FIVE Bahrainis released from Guantanamo Bay may each soon receive a BD50,000 grant from the government. MP Mohammed Khalid, who has been at the forefront of efforts to free the captives, plans to raise the issue in the next session of parliament, which begins in October.
It is crucial the men receive compensation for the suffering and torture they were forced to endure in the US prison camp and so they are able to financially support their families, he told the GDN.
"The government must give them something," said Mr Khalid.
Bahrain's last Guantanamo Bay detainee, Isa Al Murbati, 41, returned home on August 8 for an emotional reunion with his wife and five children, who he had not seen for more than five years.
Three other Bahrainis, Adel Kamel Hajee, Abdulla Al Nuaimi and Shaikh Salman bin Ibrahim Al Khalifa, were released from Guantanamo in November 2005, while Salah Al Blooshi was freed and returned to Bahrain in October last year.
Juma Al Dossary, who has dual Bahraini-Saudi nationality, was also among a group of 16 Saudis freed and transferred to Riyadh last month.
"Look at what the government of Saudi Arabia has given Juma - a car, monthly allowance, help to find a job and get married."
Mr Khalid, from Al Menbar block, said plans to lobby the proposal among other MPs in the coming weeks to drum up support for the idea.
"Everybody should get BD50,000, but (if that is considered too much) at least BD10,000, including a monthly salary of BD300 until they have a job," he said.
"None of the detainees have found a job."
Meanwhile, the lawyer who led the campaign to free all of Bahrain's prisoners in the US-run camp said Bahraini's Guantanamo Bay chapter would only close when the government rehabilitates the detainees.
"We are extremely gratified that Isa Al Murbati and all of our clients are once again with their families," said Joshua Colangelo-Bryan.
"While Guantanamo's system of indefinite detention without due process remains in place, at least these six men are not subject to that system any further.
"Of course, they were subject to it for far too long.
"We wish to take this opportunity to thank all of those in Bahrain whose efforts brought our clients home.
"Naturally, this includes Nabeel Rajab and his colleagues, who fight tirelessly for the human rights of all people and who were instrumental in getting us involved in this case.
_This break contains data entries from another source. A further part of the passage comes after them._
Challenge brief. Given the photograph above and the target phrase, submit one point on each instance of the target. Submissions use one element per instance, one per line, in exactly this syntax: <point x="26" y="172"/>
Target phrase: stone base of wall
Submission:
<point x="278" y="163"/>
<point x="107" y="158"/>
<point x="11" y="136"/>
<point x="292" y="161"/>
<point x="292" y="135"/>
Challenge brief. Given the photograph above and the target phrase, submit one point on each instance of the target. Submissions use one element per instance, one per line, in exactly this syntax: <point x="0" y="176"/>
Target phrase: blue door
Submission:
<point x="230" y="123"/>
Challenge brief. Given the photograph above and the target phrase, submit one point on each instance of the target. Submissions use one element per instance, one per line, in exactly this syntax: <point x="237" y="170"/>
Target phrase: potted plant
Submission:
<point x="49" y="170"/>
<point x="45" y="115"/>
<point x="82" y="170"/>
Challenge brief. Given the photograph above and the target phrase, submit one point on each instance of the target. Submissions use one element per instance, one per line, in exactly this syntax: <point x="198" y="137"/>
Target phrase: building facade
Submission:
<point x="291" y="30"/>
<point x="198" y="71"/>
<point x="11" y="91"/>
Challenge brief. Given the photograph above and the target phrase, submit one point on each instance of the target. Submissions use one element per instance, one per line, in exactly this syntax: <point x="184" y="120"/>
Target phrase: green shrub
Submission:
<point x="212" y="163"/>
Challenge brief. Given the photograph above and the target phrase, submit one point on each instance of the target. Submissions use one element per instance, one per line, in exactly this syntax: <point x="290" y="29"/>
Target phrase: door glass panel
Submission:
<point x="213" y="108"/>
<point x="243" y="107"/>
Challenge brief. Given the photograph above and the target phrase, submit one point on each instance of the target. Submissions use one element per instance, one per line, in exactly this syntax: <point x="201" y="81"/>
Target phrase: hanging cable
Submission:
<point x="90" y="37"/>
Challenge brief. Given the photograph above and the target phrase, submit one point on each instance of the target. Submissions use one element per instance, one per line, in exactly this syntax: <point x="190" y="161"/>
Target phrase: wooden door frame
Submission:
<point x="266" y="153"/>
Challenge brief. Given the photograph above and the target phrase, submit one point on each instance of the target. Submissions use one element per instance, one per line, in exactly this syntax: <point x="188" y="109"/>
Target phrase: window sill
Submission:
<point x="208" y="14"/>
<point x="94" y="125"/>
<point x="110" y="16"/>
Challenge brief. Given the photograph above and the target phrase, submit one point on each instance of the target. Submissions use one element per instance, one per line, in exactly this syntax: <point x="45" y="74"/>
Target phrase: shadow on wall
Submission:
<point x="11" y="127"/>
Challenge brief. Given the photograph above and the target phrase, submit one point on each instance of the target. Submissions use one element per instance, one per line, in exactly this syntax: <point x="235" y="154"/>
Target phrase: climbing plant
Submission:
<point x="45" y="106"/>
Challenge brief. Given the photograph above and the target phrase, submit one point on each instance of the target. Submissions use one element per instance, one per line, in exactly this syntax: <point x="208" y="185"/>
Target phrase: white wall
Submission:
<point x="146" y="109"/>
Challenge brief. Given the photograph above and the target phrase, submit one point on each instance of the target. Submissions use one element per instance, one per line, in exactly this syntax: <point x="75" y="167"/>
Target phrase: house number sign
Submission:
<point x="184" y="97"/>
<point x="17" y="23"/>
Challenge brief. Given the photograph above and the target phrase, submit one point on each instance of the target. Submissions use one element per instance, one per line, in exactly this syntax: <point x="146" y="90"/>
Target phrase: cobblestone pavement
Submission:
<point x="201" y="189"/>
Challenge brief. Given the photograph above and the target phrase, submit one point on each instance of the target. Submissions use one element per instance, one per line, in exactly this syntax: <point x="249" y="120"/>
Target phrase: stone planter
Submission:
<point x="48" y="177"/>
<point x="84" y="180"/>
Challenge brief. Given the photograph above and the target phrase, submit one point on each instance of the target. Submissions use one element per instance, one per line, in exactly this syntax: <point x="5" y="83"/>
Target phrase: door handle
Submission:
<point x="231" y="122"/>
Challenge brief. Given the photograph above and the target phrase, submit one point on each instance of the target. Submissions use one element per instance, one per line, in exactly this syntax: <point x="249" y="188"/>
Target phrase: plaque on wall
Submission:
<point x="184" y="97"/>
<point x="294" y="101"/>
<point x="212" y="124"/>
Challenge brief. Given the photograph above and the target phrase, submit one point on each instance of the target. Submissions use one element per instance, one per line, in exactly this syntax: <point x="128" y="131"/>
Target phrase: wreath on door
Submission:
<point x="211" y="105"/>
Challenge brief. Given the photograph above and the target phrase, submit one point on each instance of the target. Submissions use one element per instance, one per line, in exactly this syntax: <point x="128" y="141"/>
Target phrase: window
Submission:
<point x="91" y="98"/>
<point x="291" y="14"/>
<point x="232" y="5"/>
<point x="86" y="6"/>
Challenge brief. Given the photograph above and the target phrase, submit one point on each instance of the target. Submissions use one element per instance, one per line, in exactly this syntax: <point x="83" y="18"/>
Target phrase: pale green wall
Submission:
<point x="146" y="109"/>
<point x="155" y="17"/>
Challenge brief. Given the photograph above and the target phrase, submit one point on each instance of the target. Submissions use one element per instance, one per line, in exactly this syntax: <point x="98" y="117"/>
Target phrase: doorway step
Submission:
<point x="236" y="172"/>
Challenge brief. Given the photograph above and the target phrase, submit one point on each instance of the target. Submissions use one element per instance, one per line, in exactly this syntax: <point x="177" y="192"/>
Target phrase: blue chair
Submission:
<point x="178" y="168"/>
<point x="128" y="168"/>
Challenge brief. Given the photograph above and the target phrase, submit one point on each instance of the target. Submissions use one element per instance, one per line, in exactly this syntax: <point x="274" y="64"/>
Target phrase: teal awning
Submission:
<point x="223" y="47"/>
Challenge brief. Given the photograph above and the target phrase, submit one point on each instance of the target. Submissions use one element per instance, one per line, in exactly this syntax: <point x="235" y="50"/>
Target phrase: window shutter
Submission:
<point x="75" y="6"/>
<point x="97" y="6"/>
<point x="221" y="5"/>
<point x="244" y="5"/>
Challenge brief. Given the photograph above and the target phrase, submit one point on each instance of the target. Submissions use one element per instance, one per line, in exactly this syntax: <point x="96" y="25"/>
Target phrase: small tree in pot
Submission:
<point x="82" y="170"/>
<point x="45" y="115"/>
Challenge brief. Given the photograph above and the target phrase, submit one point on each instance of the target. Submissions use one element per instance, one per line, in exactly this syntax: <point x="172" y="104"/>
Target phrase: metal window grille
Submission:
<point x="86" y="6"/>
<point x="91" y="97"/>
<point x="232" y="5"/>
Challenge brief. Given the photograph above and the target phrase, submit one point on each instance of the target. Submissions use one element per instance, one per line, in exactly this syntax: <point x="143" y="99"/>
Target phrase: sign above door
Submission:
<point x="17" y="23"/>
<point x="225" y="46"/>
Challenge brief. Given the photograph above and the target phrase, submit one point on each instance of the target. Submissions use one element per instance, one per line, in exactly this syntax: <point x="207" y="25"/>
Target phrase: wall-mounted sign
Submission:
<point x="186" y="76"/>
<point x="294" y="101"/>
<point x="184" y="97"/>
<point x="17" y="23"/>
"We are also grateful to the Bahraini parliamentarians who advocated on behalf of our clients.
"In addition, those in the Bahraini Press and the general public who kept the issue of Guantanamo alive should be thanked."
Mr Colangelo-Bryan also praised the efforts of the Bahrain government in negotiating with US officials for the return of his clients, but said their work should not stop now.